Updated at 1:40 p.m.
The White House said a "misunderstanding" lead to Sen. Dick Durbin's claim that a Republican insulted the president during shutdown negotiations.
"While the quote attributed to a Republican lawmaker in the House GOP meeting with the president is not accurate, there was a miscommunication when the White House read out that meeting to Senate Democrats, and we regret the misunderstanding," a White House official said in a circulated statement.
Following Durbin's accusation, Republicans and the White House initially denied the accusation.
"I will not admit to saying anything because it would not be true," Texas Republican Rep. Pete Sessions told reporters on Wednesday after being suggested as the one who delivered the remark, but suggested that the remark wasn't totally out of character: "If they taped our conversations in there, and private conversations were taped, they should have advised us of that, and I'm disappointed that the White House would try and mislead people otherwise."
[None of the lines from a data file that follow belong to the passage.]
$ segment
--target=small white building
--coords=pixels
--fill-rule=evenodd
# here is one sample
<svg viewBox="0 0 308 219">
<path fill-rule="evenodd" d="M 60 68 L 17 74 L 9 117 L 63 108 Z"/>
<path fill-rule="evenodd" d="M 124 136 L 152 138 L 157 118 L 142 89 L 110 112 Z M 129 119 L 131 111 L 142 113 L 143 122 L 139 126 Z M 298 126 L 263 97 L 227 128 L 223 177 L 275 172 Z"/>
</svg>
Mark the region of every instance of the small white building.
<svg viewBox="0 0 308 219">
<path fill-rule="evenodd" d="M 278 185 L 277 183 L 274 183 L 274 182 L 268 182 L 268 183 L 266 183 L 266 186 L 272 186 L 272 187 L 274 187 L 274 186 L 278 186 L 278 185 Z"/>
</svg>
The number two Democrat in the Senate criticized Republicans in a Facebook post on Sunday, writing that "in a 'negotiation' meeting with the president, one GOP House leader told the president: "I cannot even stand to look at you."
When contacted by Morning Joe, Durbin's office said the senator stood by the claim and added that another senator would step forward to verify the story on Thursday.
“Dick Durbin, I think, the onus is now on him. He needs to come clean about who said this, who told him that. Was he in the room? Which Republican leader?” Politico executive editor Jim VandeHei said on Thursday’s Morning Joe. “That would be such a display of disrespect that even in this town in this moment when everyone’s acting so nasty, that would really take it to a limit that we have not seen before. The burden’s on him to tell us who said that.”
Brendan Buck, Speaker John Boehner’s spokesman, has called on Durbin to apologize.
"Senator Durbin's accusation is a serious one, and it appears to have been invented out of thin air. The senator should disclose who told him this account of events, retract his reckless allegation immediately, and apologize,” he said.